Latest revision as of 14:32, 2 September 2021

Systemic racism (also called structural or institutional racism) is defined at Fitchburd State University as "racism that exists across a society within, and between institutions/organizations across society"[1] and on the British University of Columbia's "Vice-President Finance and Operations Portfolio (VPFO)" as "the ways that whiteness and white superiority become embedded in the policies and processes of an institution, resulting in a system that advantages white people and disadvantages BIPOC/IBPOC, notably in employment, education, justice, and social participation."[2]

Chamberlin Rock and vaccine passports

On August 6, 2021 the University of Wisconsin moved a 42-ton rock from its original location at the Madison campus because in the n-word was used in its nickname in a Wisconsin State Journal story in 1925. Students called the rock "a symbol of racism." According to director of campus Gary Brown, "[m]oving the rock to this remote site prevents further harm to our community while preserving the rock's educational and research value for current and future scholars." Moving the rock will cost 50,000 dollars of private donations.[3][4]

In a podcast in late August 2021, New Discourses started by reporting about the rock and then argued that vaccine passports are also systemically racist according to an intersectional feminist definition of systemic racism. Due to things like lower vaccination rates among people of color, requiring a vaccine passport in everyday life activities will disproportionately affect those minorities. He told that he had shared memes pointing this kind of things out and he was banned for 12 hours for spreading "COVID misinformation" even though the memes, according to him, did not contain COVID information, instead they said that the vaccine passports were systemically racist.

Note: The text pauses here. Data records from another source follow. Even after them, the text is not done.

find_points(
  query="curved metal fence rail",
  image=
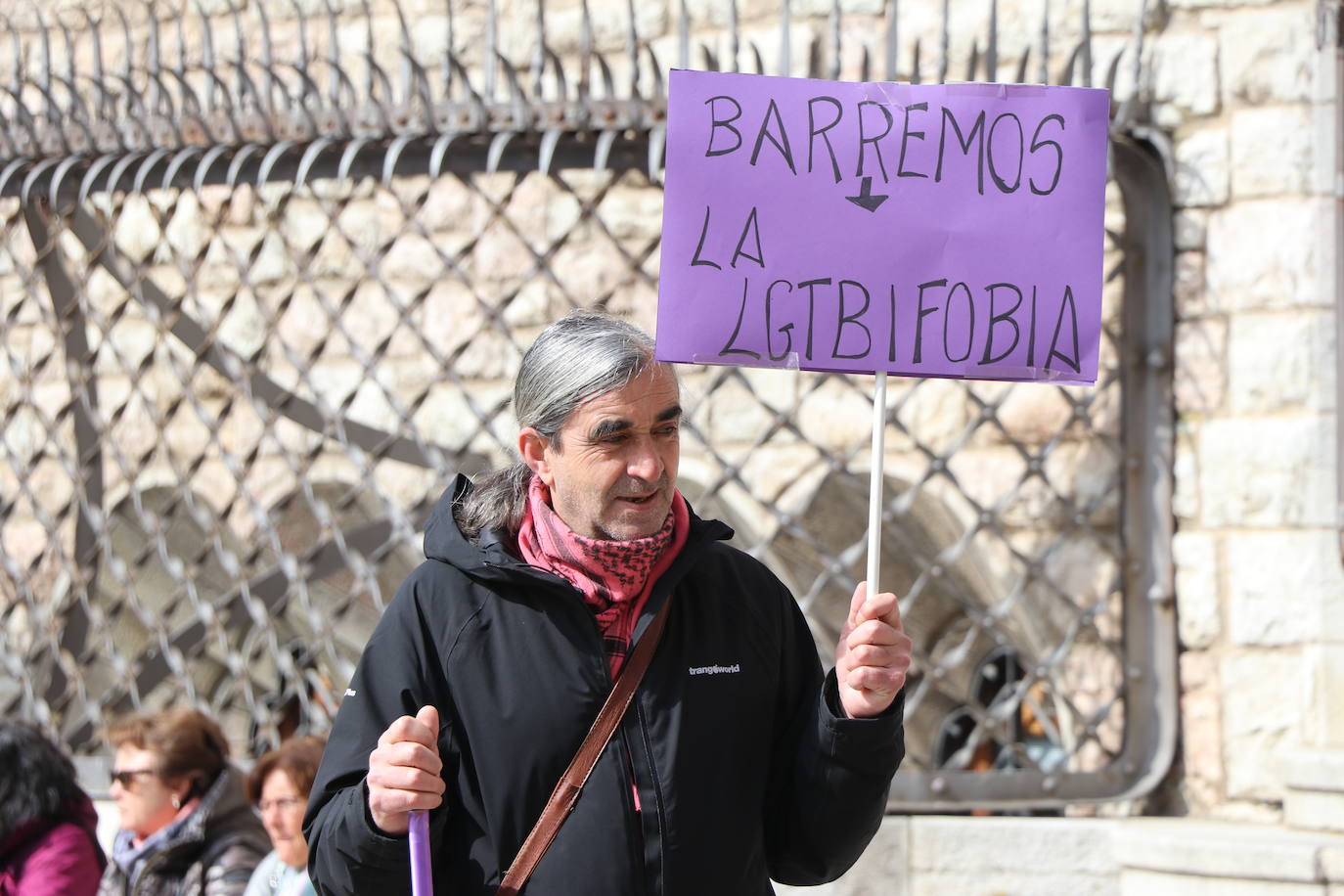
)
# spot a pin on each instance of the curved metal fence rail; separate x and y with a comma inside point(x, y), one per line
point(265, 276)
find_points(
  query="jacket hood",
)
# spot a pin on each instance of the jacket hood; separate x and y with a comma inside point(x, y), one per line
point(492, 557)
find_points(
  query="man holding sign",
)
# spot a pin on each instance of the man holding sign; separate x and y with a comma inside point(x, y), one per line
point(737, 760)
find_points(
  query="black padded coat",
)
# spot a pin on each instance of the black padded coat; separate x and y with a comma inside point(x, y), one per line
point(744, 773)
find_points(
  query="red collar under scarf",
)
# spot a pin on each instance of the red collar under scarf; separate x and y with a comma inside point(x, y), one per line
point(613, 576)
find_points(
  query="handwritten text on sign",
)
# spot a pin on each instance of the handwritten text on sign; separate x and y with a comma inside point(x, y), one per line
point(949, 230)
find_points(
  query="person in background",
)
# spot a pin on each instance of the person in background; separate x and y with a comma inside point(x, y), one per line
point(47, 824)
point(279, 786)
point(186, 827)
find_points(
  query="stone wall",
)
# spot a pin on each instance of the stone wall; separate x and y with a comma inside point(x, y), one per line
point(1249, 105)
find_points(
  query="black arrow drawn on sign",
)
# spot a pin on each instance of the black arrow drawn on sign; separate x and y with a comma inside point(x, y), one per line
point(866, 199)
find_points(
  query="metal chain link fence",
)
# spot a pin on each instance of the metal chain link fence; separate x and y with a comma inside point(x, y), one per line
point(252, 326)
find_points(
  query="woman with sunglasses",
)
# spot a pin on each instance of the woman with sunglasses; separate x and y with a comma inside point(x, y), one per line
point(47, 824)
point(279, 786)
point(186, 827)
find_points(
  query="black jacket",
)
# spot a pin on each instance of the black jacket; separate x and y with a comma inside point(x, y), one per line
point(742, 767)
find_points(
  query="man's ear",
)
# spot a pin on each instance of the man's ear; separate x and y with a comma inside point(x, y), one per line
point(536, 453)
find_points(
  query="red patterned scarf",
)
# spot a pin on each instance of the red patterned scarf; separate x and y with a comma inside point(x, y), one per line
point(613, 576)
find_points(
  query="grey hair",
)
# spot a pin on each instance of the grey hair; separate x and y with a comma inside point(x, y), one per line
point(575, 359)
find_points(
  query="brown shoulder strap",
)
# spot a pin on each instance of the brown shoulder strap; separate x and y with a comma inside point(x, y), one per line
point(571, 782)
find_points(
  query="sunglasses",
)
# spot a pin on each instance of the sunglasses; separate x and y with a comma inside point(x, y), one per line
point(126, 777)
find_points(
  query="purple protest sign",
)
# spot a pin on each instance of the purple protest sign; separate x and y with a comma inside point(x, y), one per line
point(941, 230)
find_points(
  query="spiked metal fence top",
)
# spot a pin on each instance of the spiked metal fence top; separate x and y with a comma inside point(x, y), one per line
point(183, 82)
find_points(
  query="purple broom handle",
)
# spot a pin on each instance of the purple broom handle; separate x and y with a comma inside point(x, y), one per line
point(423, 878)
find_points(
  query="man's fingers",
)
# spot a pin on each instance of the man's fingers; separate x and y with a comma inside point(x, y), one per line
point(875, 632)
point(872, 654)
point(414, 730)
point(427, 716)
point(861, 594)
point(406, 754)
point(880, 606)
point(405, 780)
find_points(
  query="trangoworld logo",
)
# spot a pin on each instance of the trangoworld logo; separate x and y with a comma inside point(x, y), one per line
point(715, 670)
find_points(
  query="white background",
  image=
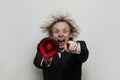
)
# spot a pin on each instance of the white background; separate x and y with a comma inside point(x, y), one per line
point(20, 21)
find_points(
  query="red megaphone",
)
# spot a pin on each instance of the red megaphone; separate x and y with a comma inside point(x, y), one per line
point(48, 47)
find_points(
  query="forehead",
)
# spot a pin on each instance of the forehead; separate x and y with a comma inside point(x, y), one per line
point(61, 26)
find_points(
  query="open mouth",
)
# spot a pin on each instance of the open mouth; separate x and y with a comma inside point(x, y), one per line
point(61, 42)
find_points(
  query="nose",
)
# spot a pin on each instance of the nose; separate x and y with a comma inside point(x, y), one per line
point(60, 35)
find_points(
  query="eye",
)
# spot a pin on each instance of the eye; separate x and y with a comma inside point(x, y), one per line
point(55, 31)
point(65, 31)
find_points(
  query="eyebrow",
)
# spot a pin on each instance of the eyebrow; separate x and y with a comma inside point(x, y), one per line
point(63, 29)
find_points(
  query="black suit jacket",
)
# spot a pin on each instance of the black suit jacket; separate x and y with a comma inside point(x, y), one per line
point(67, 68)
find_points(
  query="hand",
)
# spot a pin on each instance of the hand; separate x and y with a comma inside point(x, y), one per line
point(71, 46)
point(47, 60)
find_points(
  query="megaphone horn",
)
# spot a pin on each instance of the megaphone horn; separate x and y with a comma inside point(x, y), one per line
point(48, 47)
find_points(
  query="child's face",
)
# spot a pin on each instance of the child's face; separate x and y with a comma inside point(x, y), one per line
point(61, 33)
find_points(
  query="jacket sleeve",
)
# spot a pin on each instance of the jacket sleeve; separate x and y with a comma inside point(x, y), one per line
point(83, 56)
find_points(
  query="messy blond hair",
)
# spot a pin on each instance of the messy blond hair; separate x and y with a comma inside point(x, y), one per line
point(47, 27)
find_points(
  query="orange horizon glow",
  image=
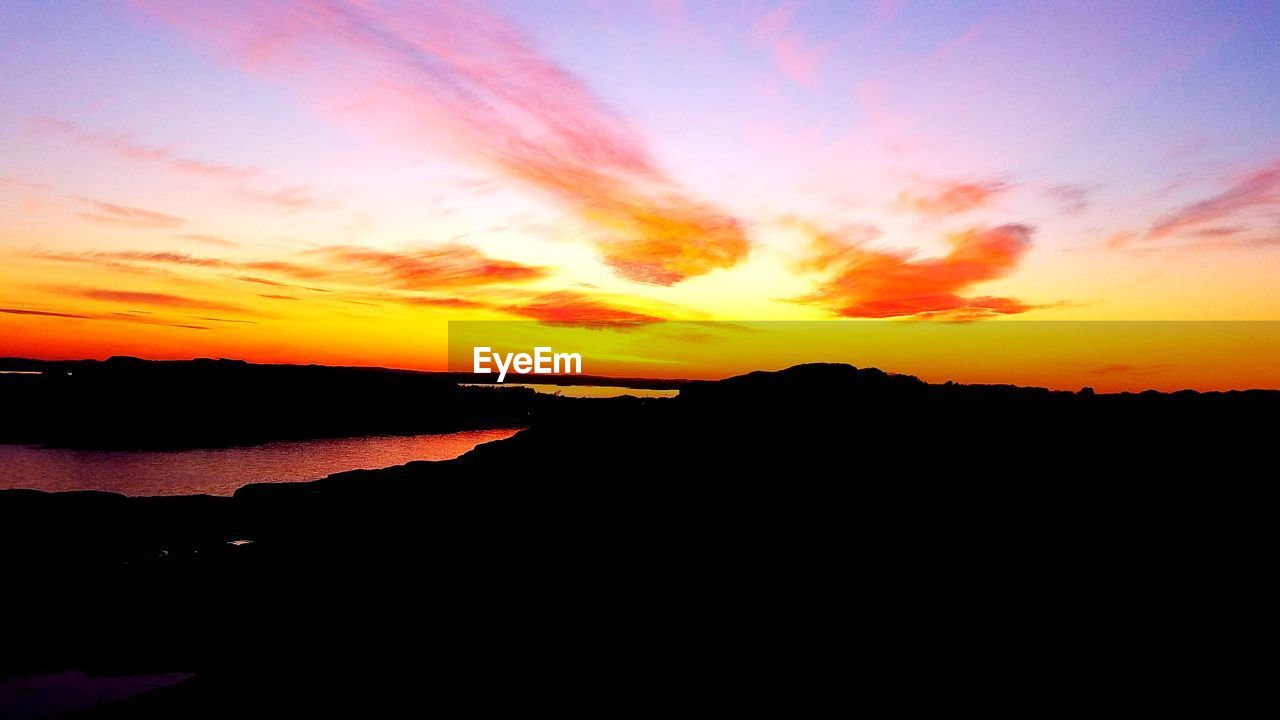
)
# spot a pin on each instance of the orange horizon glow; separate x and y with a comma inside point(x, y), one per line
point(336, 182)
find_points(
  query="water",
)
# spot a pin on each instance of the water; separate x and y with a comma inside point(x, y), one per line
point(222, 472)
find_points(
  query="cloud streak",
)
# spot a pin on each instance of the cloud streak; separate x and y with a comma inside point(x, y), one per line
point(127, 146)
point(864, 282)
point(109, 213)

According to the podcast, other people had also shared the same memes and gotten banned and had Twitter later admitted to having made a mistake. Author Ibram X. Kendi has written that "A racist policy is any measure that produces or sustains racial inequity between racial groups."[5] If a policy to have a vaccine passport disproportionally hinders racial minorities' abilities to participate in daily activities, then according to that definition, vaccine passports are racist. New Discourses also says that Jen Psaki, Joe Biden's press secretary, should be asked if vaccine passports are systemically racist, if they will produce racially inequitable outcomes.

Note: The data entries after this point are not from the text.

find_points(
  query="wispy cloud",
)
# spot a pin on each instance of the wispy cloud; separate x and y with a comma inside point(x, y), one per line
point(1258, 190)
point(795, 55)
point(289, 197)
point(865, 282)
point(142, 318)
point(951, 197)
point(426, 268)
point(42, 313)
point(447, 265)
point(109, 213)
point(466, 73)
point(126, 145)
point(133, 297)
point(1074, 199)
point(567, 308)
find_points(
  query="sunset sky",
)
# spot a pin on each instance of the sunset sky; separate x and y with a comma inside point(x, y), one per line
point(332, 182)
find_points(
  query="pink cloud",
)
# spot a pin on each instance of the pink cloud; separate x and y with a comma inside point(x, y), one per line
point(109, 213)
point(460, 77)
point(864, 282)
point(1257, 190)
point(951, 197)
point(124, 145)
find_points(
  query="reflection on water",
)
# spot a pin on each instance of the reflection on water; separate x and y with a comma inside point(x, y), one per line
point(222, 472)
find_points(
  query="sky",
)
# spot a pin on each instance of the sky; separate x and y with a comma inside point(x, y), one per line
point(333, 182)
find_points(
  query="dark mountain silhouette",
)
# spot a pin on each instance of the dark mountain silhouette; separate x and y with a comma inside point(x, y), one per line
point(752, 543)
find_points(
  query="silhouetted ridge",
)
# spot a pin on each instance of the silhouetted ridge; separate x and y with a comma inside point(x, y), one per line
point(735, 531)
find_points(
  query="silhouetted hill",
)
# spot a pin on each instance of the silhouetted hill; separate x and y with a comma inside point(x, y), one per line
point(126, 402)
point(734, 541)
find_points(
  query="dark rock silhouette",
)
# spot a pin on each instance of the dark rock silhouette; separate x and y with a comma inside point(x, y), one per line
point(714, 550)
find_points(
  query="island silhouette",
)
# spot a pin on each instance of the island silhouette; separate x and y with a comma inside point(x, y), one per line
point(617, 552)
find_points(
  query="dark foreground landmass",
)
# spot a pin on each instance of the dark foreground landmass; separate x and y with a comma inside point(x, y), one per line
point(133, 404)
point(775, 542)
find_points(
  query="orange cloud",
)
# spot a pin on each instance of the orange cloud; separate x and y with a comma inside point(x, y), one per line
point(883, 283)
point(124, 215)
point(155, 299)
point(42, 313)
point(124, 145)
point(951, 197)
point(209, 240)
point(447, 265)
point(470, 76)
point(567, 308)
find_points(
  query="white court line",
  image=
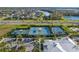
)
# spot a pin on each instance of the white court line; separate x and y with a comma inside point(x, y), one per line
point(71, 41)
point(59, 46)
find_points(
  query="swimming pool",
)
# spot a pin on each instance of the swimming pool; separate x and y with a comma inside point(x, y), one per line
point(71, 17)
point(57, 30)
point(39, 31)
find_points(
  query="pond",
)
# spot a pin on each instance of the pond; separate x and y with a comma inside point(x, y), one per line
point(71, 17)
point(39, 31)
point(57, 30)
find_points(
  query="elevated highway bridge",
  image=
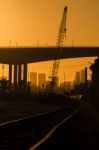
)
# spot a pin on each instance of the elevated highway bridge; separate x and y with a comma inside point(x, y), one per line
point(27, 55)
point(23, 55)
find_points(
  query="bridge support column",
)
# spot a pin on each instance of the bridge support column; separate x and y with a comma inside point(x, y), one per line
point(25, 73)
point(15, 74)
point(10, 74)
point(19, 73)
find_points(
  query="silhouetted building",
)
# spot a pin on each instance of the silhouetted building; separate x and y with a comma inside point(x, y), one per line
point(95, 82)
point(83, 75)
point(41, 80)
point(77, 78)
point(33, 78)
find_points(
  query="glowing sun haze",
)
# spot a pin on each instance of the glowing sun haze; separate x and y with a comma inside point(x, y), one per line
point(36, 22)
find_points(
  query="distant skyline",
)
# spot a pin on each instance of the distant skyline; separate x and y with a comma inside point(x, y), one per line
point(36, 23)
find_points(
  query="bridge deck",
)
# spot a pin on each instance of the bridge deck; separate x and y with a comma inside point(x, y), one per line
point(37, 54)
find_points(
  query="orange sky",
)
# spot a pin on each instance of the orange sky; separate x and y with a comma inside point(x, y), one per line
point(36, 22)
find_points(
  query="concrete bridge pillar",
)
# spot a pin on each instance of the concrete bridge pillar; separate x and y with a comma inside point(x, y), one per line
point(15, 74)
point(25, 73)
point(19, 73)
point(10, 74)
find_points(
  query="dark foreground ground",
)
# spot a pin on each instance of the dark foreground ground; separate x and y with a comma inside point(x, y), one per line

If everything is systemically racist, like the Chamberlin rock, then why does racial equity stop mattering in the case of vaccine passports? Maybe the people pushing Critical Race Theory and other stuff like that do not care about minorities after all, they are just using them to push their other political goals, and people not noticing the systemically racist nature of vaccine passports is necessary in order to succeed? Or as New Discourses put it, starting from 33:29:

Why is it that a rock on the University of Wisconsin-Madison is so contributing to systemic racism that 50,000 dollars have to be spent to move the rock and hide it from campus so that it can be more inclusive, but vaccine passports, which actually directly and obviously create disparate impacts by race (according to their own definition are vigorously systemically institutionally racist), that you can't even talk or joke about? That's a huge issue, people should be asking all the time.